Dalam konteks puasa, distansiasi sekejap atas hasrat ragawi (makan, minum, dan seks) sangat fungsional sebagai internalisasi solidaritas dan sensitivitas sosial di tengah menjamurnya patologi sosial dan krisis ekonomi yang masih hadir di negeri ini. Mustahil merasakan penderitaan orang-orang miskin dengan seminar di hotel berbintang tanpa merasakan penderitaan mereka. Sungguh klise menggagas upaya-upaya pemberantasan kemiskinan tanpa bersahabat dengan kaum mustadh’afin: petani penggarap, buruh bangunan, tukang becak, petugas kebersihan, atau pemulung sampah. Tanpa adanya keseriusan dan kemampuan distansiasi berbasiskan pengendalian diri, yang akan terjadi adalah semacam diskrepansi religius, yakni ketidaksesuaian ekspresi keberagamaan umat dan pengalaman hidup sehari-hari. Pada bulan Ramadan sebelumnya, gejala itu terlihat jelas dengan meluasnya perilaku konsumtif di kalangan umat Islam.

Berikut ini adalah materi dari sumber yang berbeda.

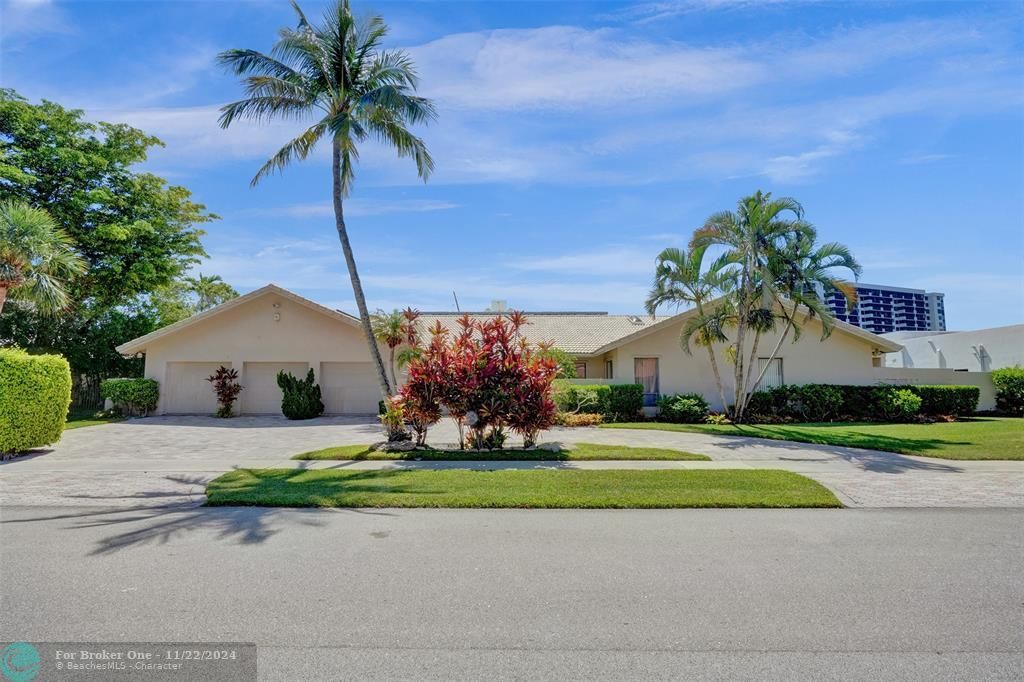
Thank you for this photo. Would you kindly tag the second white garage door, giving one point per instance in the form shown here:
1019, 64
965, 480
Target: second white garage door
261, 394
185, 390
349, 388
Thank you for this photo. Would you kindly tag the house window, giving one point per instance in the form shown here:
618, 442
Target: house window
645, 371
772, 377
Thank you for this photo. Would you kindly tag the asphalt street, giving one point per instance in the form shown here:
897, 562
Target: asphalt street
534, 594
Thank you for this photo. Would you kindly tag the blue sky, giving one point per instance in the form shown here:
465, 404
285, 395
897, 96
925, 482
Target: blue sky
578, 139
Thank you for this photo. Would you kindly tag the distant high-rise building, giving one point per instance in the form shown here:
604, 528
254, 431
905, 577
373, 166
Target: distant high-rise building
883, 309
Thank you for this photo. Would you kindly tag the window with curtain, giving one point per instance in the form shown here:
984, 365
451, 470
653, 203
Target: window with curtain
772, 376
645, 371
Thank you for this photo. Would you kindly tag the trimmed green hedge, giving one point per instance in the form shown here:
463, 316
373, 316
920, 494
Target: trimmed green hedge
35, 394
821, 402
1010, 390
614, 401
134, 396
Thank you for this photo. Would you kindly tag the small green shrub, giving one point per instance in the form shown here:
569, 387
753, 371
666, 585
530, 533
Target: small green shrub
35, 394
900, 405
565, 361
1010, 390
131, 396
625, 401
682, 409
300, 397
953, 400
571, 397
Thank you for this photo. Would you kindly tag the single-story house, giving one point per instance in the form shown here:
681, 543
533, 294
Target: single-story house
271, 329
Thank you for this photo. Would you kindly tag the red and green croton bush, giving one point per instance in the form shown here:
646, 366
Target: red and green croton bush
487, 377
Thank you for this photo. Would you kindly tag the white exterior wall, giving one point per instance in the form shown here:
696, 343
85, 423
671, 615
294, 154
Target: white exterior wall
249, 333
981, 350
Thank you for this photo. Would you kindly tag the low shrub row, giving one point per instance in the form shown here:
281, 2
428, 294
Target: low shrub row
131, 396
35, 394
612, 401
821, 402
1010, 390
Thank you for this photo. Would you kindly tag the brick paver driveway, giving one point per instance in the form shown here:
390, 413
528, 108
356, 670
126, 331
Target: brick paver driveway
169, 460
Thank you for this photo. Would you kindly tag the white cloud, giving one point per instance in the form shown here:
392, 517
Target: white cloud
357, 207
611, 260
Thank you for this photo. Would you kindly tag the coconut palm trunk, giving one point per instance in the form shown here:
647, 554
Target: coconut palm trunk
353, 274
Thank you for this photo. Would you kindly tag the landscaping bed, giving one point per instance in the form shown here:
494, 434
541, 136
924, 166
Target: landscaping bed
517, 488
979, 438
582, 451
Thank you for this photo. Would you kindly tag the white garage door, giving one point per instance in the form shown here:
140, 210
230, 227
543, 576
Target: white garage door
185, 389
261, 394
349, 388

Kegiatan ritual keagamaan ternyata belum mampu melepaskan kebiasaan umat dari perilaku konsumtif secara berlebihan. Hal itu terlihat dari antrean pembeli yang memanjang di meja kasir, membludaknya stok barang dari penjual, atau diskon besar-besaran menjelang Lebaran. Di balik kegiatan jual-beli itu, muncul pertanyaan: mengapa harus seramai itu? Tidakkah hal itu menghambur-hamburkan uang yang seyogianya harus dijauhi selama bulan Ramadan yang bertujuan menempa orang untuk mengerem hawa nafsunya?

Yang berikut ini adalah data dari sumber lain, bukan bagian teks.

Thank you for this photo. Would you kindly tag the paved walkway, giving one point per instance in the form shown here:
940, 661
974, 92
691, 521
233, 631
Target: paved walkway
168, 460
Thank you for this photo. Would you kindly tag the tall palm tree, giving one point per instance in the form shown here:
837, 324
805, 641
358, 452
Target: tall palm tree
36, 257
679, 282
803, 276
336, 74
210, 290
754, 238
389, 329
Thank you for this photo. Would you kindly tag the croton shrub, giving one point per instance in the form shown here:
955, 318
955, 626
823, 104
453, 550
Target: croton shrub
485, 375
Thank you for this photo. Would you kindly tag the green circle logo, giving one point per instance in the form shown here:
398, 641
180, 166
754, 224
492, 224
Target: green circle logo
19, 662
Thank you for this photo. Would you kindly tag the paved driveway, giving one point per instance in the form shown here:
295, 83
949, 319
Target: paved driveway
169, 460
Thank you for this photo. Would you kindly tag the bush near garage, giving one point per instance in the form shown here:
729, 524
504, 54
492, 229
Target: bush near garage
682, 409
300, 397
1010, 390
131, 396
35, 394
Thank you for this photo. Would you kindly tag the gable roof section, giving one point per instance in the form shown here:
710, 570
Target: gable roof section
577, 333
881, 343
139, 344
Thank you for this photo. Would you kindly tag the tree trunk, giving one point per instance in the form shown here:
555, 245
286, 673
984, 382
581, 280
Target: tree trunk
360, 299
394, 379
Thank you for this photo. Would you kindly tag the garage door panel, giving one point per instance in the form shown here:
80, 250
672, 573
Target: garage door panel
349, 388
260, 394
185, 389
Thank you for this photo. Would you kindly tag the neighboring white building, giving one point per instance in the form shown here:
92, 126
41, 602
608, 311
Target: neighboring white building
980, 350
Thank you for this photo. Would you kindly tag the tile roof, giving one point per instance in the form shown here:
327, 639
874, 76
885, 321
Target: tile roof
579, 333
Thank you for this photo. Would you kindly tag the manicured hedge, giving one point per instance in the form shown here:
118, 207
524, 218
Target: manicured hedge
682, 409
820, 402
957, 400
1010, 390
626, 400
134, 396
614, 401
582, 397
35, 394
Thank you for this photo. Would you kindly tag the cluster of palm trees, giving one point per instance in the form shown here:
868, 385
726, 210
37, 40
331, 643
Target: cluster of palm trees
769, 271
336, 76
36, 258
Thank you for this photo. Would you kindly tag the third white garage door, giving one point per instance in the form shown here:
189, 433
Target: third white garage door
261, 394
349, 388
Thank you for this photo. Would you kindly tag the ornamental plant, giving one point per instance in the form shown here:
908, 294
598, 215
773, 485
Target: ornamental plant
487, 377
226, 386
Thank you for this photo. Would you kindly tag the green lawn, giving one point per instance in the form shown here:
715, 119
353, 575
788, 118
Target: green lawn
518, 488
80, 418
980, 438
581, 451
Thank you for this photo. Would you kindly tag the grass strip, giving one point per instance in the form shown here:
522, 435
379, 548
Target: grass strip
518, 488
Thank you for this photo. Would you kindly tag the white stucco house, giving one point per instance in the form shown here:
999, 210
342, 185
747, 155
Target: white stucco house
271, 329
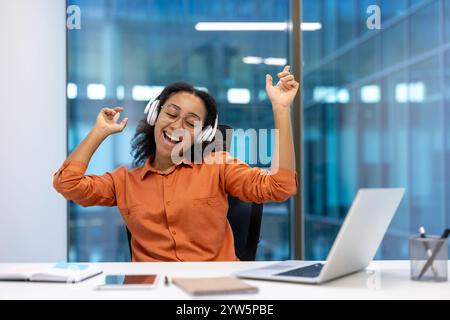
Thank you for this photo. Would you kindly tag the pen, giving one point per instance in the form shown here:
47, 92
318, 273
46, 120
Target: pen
427, 248
436, 250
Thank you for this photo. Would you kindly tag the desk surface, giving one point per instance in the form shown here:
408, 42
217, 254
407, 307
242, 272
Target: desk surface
381, 280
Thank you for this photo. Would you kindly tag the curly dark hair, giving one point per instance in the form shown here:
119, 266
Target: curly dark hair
143, 144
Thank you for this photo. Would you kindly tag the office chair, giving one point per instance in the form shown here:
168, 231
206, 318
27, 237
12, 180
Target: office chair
244, 217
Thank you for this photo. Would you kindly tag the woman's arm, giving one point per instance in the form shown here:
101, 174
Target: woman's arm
281, 97
88, 190
254, 184
105, 125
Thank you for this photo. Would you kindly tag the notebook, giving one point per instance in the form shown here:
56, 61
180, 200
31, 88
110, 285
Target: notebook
60, 272
209, 286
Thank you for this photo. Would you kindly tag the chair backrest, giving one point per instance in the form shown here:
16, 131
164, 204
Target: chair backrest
244, 217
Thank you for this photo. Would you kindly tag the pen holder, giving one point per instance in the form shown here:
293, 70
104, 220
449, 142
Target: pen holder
429, 258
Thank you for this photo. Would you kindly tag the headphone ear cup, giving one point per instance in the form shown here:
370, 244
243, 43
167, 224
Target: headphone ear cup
153, 112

Puasa menjadi salah satu wahana terbaik untuk kembali memanusiakan kita, memanusiakan hubungan-hubungan sosial, dan memanusiakan tatanan sosial yang kaku, kering, dan parsial. Dengan demikian, puasa memberi kita kesempatan untuk meningkatkan martabat kita, baik di hadapan diri kita sendiri, di hadapan keluarga kita, di hadapan masyarakat, maupun di hadapan Allah SWT. Di tengah apel pembicaraan mengenai ingar-bingar transisi politik hari ini, filsafat puasa menyajikan perspektif yang mendalam dan bermakna. Perspektif itu, menurut Annemarie Schimmel, akan menggiring seorang muslim untuk takhallaqu bi akhlaq Allah (bertingkah laku dengan akhlak Allah), yaitu akhlak yang penuh kesempurnaan dan bukan justru diwarnai kepongahan dan kemubaziran. Itu yang kita rindukan pada era menuju rasionalisme politik sekarang.